Remove Nth Node From End of List

🧩 Problem Statement

Given the head of a linked list, remove the n-th node from the end of the list and return its head.

🔹 Example 1:

Input:

head = [1,2,3,4,5], n = 2

Output:

[1,2,3,5]

🔹 Example 2:

Input:

head = [1], n = 1

Output:

[]

🔍 Approaches

1. Two Pointers (One Pass)

We can use two pointers, first and second, separated by n nodes.
When first reaches the end, second will be exactly at the node before the one we want to remove.

✨ Intuition

• Use a dummy node pointing to head (to handle edge case where head itself is removed).
• Initialize first = dummy, second = dummy.
• Move first n + 1 steps ahead. Now the gap between first and second is n + 1.
• Move both first and second one step at a time until first becomes null.
• At this point, second is at the node before the target.
• Remove the target: second.next = second.next.next.

🔥 Algorithm Steps

1. Create dummy node with dummy.next = head.
2. Set first = dummy, second = dummy.
3. Move first n + 1 times forward.
4. While first is not null:

• first = first.next
• second = second.next

5. second.next = second.next.next
6. Return dummy.next.

⏳ Time & Space Complexity

• Time Complexity: $O(L)$, where $L$ is length of list. We make one pass.
• Space Complexity: $O(1)$.

🚀 Code Implementations

C++

/**
* Definition for singly-linked list.
* struct ListNode {
*     int val;
*     ListNode *next;
*     ListNode() : val(0), next(nullptr) {}
*     ListNode(int x) : val(x), next(nullptr) {}
*     ListNode(int x, ListNode *next) : val(x), next(next) {}
* };
*/
class Solution {
public:
ListNode* removeNthFromEnd(ListNode* head, int n) {
ListNode* dummy = new ListNode(0, head);
ListNode* first = dummy;
ListNode* second = dummy;
for (int i = 0; i <= n; i++) {
first = first->next;
}
while (first != nullptr) {
first = first->next;
second = second->next;
}
ListNode* temp = second->next;
second->next = second->next->next;
delete temp; // Free memory
return dummy->next;
}
};

Python

# Definition for singly-linked list.
# class ListNode:
#     def __init__(self, val=0, next=None):
#         self.val = val
#         self.next = next
class Solution:
def removeNthFromEnd(self, head: Optional[ListNode], n: int) -> Optional[ListNode]:
dummy = ListNode(0, next=head)
left = dummy
right = head
while n > 0 and right:
right = right.next
n -= 1
while right:
left = left.next
right = right.next
# delete
left.next = left.next.next
return dummy.next

Java

/**
* Definition for singly-linked list.
* public class ListNode {
*     int val;
*     ListNode next;
*     ListNode() {}
*     ListNode(int val) { this.val = val; }
*     ListNode(int val, ListNode next) { this.val = val; this.next = next; }
* }
*/
class Solution {
public ListNode removeNthFromEnd(ListNode head, int n) {
ListNode dummy = new ListNode(0, head);
ListNode first = dummy;
ListNode second = dummy;
for (int i = 0; i <= n; i++) {
first = first.next;
}
while (first != null) {
first = first.next;
second = second.next;
}
second.next = second.next.next;
return dummy.next;
}
}

🌍 Real-World Analogy

Relay Race Batons:

Imagine two runners with a solid stick connecting them that is exactly n meters long.

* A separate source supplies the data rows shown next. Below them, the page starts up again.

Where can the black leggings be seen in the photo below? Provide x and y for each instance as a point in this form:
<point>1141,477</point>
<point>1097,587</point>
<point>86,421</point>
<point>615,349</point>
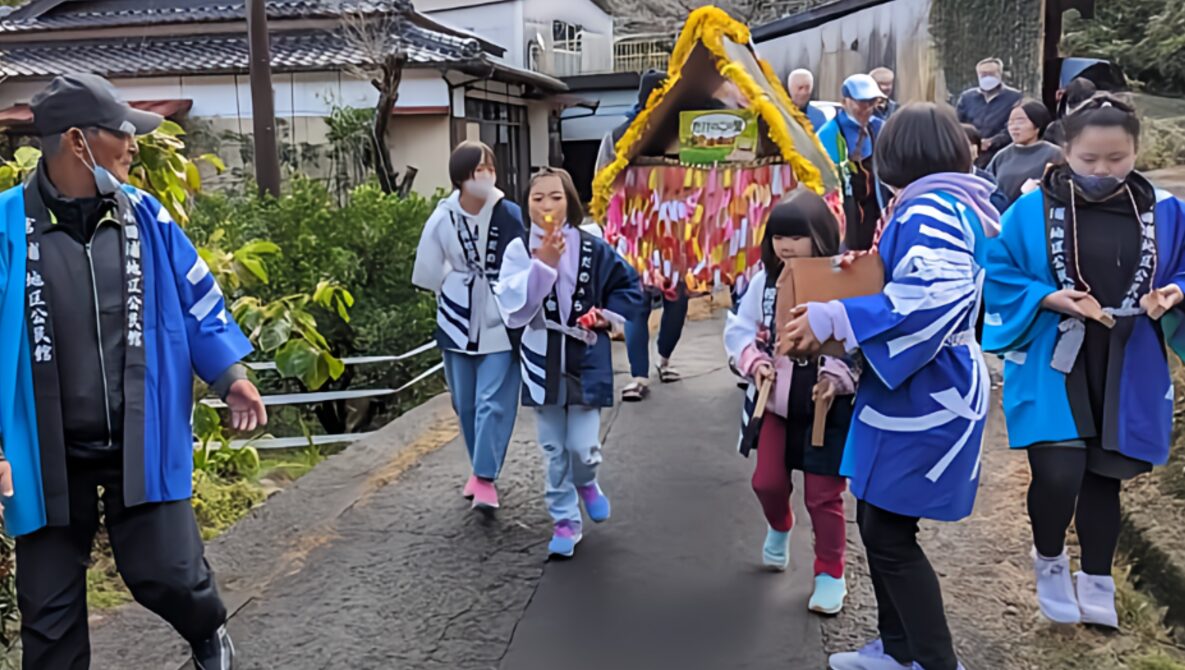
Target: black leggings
<point>1063,489</point>
<point>910,614</point>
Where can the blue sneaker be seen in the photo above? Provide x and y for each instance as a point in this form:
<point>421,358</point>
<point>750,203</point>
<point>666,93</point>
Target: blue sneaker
<point>871,657</point>
<point>564,538</point>
<point>595,503</point>
<point>828,595</point>
<point>775,554</point>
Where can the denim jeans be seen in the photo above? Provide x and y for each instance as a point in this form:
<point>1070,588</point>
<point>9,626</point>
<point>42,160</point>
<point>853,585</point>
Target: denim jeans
<point>638,333</point>
<point>485,391</point>
<point>570,439</point>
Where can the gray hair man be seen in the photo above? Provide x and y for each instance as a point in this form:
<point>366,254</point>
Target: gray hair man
<point>801,85</point>
<point>987,107</point>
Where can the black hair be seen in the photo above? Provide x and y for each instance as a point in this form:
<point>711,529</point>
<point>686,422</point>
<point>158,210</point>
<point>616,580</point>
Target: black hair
<point>466,158</point>
<point>921,139</point>
<point>802,214</point>
<point>1102,110</point>
<point>973,136</point>
<point>1077,91</point>
<point>1037,114</point>
<point>575,211</point>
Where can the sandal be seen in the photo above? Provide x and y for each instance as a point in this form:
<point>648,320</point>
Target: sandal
<point>635,391</point>
<point>668,375</point>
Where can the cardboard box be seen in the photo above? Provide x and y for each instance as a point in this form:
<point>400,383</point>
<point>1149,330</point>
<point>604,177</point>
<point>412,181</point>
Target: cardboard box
<point>724,135</point>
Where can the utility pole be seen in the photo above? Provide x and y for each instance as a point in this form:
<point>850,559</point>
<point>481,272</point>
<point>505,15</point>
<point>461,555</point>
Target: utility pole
<point>263,106</point>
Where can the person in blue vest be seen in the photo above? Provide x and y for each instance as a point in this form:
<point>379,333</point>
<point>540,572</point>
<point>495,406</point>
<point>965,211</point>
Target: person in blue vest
<point>107,312</point>
<point>458,259</point>
<point>849,139</point>
<point>801,87</point>
<point>1089,402</point>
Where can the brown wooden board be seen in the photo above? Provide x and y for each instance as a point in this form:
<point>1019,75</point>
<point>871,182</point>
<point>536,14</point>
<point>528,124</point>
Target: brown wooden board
<point>822,280</point>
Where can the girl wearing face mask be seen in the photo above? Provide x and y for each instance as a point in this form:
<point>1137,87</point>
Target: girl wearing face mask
<point>1023,163</point>
<point>1090,403</point>
<point>567,287</point>
<point>459,256</point>
<point>800,227</point>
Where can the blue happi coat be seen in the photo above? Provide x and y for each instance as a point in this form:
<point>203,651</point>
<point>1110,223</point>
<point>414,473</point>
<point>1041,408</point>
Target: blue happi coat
<point>555,351</point>
<point>181,326</point>
<point>1036,399</point>
<point>914,447</point>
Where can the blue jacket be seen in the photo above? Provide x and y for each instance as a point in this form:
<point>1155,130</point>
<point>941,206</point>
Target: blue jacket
<point>840,152</point>
<point>1036,399</point>
<point>186,331</point>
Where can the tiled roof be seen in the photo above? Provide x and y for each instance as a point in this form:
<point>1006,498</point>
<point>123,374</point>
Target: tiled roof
<point>219,55</point>
<point>111,13</point>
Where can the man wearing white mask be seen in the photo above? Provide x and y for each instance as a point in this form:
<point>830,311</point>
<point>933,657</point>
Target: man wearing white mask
<point>987,107</point>
<point>459,257</point>
<point>801,85</point>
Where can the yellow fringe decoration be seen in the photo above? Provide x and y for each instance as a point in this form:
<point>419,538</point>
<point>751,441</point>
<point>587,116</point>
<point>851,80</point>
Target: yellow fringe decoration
<point>710,25</point>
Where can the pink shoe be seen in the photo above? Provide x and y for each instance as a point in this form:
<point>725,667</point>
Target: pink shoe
<point>485,496</point>
<point>467,492</point>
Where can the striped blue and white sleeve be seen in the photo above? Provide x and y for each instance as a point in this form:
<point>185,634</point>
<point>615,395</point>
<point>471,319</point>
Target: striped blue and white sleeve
<point>930,289</point>
<point>216,342</point>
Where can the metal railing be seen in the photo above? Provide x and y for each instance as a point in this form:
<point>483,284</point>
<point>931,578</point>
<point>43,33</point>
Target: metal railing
<point>641,52</point>
<point>315,397</point>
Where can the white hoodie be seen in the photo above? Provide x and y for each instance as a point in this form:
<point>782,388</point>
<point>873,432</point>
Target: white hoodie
<point>441,267</point>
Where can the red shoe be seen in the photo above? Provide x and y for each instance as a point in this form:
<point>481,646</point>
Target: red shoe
<point>485,496</point>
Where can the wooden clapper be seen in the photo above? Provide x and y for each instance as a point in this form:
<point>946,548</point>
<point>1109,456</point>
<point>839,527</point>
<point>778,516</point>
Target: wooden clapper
<point>821,280</point>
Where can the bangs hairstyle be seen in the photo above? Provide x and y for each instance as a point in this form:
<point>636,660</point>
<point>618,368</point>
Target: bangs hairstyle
<point>921,139</point>
<point>1102,110</point>
<point>801,208</point>
<point>1037,114</point>
<point>575,211</point>
<point>1077,91</point>
<point>466,158</point>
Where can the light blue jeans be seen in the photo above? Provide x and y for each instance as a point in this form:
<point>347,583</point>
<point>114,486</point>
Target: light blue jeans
<point>570,438</point>
<point>485,391</point>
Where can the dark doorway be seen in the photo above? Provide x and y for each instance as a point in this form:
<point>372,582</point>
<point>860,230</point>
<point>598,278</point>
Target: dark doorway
<point>504,128</point>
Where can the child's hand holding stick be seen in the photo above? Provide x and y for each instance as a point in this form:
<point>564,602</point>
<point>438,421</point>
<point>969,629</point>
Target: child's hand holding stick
<point>824,395</point>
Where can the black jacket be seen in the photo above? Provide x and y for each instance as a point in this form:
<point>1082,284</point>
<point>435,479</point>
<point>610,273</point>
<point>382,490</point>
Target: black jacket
<point>82,261</point>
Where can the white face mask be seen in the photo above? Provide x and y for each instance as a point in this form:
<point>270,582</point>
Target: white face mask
<point>479,185</point>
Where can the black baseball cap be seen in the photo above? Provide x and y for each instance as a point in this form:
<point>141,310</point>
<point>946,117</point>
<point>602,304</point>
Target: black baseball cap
<point>85,101</point>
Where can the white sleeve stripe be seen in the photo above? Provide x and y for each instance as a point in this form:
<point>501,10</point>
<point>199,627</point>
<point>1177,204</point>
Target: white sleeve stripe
<point>920,259</point>
<point>209,301</point>
<point>948,217</point>
<point>198,272</point>
<point>930,231</point>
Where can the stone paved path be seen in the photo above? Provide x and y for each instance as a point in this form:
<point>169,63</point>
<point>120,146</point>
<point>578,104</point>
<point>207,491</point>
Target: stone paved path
<point>373,561</point>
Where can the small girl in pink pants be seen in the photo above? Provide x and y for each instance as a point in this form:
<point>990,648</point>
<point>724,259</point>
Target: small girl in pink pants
<point>800,227</point>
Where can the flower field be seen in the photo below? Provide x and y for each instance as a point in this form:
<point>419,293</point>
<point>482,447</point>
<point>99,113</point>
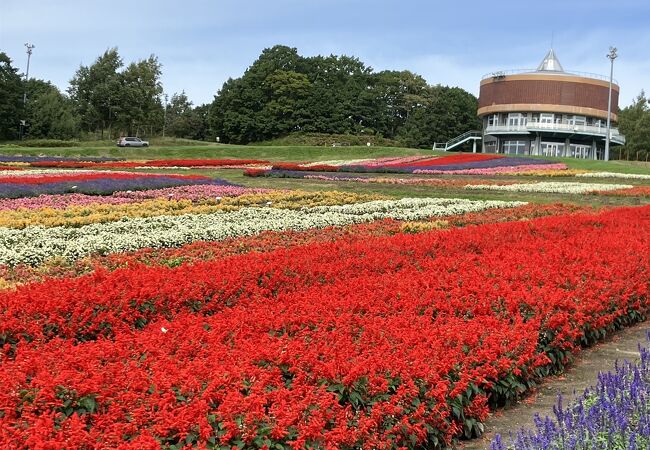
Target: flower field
<point>143,310</point>
<point>459,164</point>
<point>613,414</point>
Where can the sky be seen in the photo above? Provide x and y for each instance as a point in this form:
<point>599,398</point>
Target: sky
<point>202,43</point>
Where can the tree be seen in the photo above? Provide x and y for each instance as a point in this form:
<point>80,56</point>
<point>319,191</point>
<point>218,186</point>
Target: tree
<point>448,113</point>
<point>634,123</point>
<point>97,92</point>
<point>140,106</point>
<point>11,92</point>
<point>283,92</point>
<point>49,114</point>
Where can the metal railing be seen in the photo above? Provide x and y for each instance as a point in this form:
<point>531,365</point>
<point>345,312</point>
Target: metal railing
<point>451,143</point>
<point>504,73</point>
<point>561,127</point>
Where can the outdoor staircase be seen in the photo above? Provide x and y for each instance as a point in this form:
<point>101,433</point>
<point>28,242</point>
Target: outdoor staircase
<point>458,140</point>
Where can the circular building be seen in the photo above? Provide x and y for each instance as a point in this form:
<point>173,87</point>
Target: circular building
<point>547,112</point>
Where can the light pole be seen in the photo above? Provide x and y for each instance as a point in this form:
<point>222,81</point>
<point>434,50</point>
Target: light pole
<point>612,56</point>
<point>23,122</point>
<point>165,115</point>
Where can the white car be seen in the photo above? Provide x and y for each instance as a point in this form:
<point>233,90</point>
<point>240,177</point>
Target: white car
<point>132,142</point>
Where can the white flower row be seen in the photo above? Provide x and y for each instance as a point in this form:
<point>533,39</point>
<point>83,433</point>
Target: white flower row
<point>33,245</point>
<point>550,187</point>
<point>337,162</point>
<point>636,176</point>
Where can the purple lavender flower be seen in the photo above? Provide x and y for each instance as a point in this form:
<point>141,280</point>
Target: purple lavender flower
<point>613,414</point>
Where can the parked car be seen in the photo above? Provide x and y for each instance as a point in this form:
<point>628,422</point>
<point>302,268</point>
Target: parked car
<point>132,142</point>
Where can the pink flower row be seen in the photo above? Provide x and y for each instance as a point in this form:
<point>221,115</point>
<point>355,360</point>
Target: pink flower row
<point>494,170</point>
<point>192,192</point>
<point>392,160</point>
<point>62,201</point>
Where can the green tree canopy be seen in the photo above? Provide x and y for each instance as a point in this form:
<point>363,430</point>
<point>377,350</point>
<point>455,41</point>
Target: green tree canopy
<point>283,92</point>
<point>11,94</point>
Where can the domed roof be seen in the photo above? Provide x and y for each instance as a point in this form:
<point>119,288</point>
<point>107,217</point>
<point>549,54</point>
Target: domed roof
<point>550,63</point>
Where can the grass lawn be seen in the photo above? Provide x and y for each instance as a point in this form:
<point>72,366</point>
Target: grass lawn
<point>175,149</point>
<point>321,153</point>
<point>214,151</point>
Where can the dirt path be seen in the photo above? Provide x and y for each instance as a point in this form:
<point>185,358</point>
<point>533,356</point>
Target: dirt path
<point>583,373</point>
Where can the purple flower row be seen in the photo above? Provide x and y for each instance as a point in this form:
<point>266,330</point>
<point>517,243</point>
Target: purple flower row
<point>484,164</point>
<point>101,186</point>
<point>18,158</point>
<point>191,192</point>
<point>614,414</point>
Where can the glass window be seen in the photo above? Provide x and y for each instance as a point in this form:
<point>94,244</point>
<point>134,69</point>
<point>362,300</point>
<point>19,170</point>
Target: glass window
<point>578,120</point>
<point>516,120</point>
<point>514,147</point>
<point>546,118</point>
<point>552,149</point>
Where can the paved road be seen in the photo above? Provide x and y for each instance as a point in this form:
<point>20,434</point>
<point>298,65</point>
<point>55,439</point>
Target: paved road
<point>583,373</point>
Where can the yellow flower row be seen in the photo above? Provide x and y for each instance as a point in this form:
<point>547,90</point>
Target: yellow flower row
<point>75,216</point>
<point>548,173</point>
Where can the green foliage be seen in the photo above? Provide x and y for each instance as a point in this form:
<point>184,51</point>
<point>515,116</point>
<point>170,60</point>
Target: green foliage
<point>46,143</point>
<point>105,97</point>
<point>50,114</point>
<point>11,92</point>
<point>284,93</point>
<point>634,123</point>
<point>446,113</point>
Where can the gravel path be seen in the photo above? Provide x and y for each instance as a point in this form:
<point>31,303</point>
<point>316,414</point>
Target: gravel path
<point>582,374</point>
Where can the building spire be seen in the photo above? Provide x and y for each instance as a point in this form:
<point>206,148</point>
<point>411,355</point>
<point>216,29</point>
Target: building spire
<point>550,63</point>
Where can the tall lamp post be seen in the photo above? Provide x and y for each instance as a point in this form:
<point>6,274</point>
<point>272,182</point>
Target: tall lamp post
<point>23,122</point>
<point>165,115</point>
<point>612,56</point>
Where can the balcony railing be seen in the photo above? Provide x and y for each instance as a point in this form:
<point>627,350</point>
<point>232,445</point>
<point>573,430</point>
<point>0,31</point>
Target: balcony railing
<point>556,127</point>
<point>503,73</point>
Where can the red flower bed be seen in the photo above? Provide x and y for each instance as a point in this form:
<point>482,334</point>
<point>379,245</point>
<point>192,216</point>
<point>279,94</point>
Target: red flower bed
<point>265,242</point>
<point>452,159</point>
<point>385,343</point>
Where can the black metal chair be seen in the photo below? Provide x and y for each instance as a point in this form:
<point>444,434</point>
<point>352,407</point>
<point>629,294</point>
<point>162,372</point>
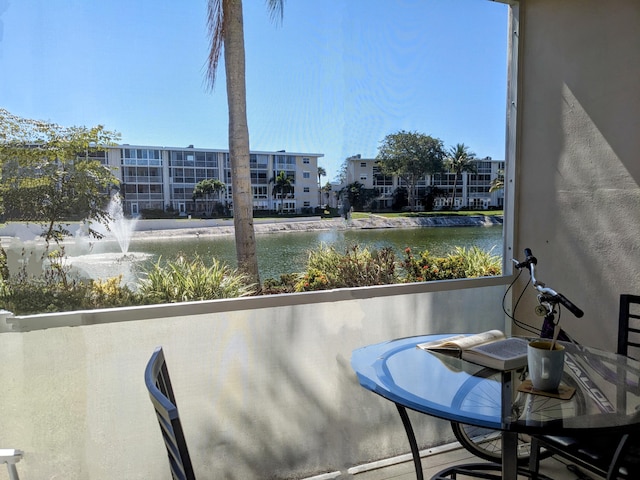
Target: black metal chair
<point>611,456</point>
<point>156,377</point>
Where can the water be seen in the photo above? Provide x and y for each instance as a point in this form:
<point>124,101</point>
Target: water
<point>120,228</point>
<point>280,253</point>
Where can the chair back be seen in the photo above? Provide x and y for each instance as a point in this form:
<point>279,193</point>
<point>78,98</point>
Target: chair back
<point>156,378</point>
<point>629,326</point>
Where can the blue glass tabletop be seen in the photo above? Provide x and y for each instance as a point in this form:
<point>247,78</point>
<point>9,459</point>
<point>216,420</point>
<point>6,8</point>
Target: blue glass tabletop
<point>606,388</point>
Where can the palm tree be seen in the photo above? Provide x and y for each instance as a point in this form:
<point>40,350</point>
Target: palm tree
<point>226,29</point>
<point>207,188</point>
<point>327,192</point>
<point>458,160</point>
<point>282,185</point>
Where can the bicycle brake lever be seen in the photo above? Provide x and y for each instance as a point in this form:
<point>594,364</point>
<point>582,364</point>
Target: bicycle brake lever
<point>576,471</point>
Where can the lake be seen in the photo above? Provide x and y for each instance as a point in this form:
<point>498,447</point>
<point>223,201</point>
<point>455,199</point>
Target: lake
<point>280,253</point>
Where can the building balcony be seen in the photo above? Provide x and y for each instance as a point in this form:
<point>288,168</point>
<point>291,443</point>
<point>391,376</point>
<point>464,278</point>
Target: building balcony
<point>264,384</point>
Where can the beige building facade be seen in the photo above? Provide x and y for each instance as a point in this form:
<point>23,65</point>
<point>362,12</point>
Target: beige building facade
<point>472,189</point>
<point>161,178</point>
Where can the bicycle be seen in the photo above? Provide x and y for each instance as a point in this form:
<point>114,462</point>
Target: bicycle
<point>486,443</point>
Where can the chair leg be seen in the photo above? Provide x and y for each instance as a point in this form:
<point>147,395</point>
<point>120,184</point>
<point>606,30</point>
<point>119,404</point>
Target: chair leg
<point>534,456</point>
<point>13,471</point>
<point>11,457</point>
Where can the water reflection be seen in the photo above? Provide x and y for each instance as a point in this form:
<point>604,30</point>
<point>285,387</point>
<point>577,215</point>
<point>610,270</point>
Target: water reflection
<point>280,253</point>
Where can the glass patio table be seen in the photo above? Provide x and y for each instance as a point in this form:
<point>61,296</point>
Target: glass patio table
<point>606,397</point>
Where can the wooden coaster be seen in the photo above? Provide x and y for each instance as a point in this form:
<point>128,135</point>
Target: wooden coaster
<point>564,392</point>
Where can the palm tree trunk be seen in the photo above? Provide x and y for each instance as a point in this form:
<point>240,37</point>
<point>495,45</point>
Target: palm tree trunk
<point>234,61</point>
<point>453,195</point>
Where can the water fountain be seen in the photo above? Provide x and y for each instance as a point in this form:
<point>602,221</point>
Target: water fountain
<point>120,227</point>
<point>101,263</point>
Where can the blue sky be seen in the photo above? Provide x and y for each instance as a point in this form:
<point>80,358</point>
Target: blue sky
<point>334,77</point>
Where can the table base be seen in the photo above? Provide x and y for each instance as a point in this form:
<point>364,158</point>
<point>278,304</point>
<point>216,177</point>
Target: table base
<point>490,471</point>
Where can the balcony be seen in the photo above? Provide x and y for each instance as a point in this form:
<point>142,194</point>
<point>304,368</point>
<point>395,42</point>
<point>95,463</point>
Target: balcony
<point>264,384</point>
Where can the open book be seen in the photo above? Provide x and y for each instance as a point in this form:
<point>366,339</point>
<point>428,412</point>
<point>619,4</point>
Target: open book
<point>490,349</point>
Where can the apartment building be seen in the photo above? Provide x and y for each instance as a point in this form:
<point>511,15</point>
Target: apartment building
<point>471,189</point>
<point>164,178</point>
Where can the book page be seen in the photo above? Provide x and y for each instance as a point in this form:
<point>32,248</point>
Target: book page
<point>463,342</point>
<point>510,348</point>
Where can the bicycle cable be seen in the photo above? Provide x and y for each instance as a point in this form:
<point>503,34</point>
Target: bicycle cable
<point>519,323</point>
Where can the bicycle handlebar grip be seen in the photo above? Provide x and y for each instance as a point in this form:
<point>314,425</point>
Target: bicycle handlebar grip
<point>570,306</point>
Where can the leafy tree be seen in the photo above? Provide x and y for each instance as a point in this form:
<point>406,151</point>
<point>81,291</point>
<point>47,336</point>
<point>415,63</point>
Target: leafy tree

• They start at the beginning.
• They run together.
• When the front runner hits the finish line, the back runner is exactly n meters away from the finish.
• The back runner picks up the object at that spot.

🎯 Summary

✅ One Pass: Efficiently finds the node.
✅ Dummy Node: Simplifies edge cases (e.g., removing head).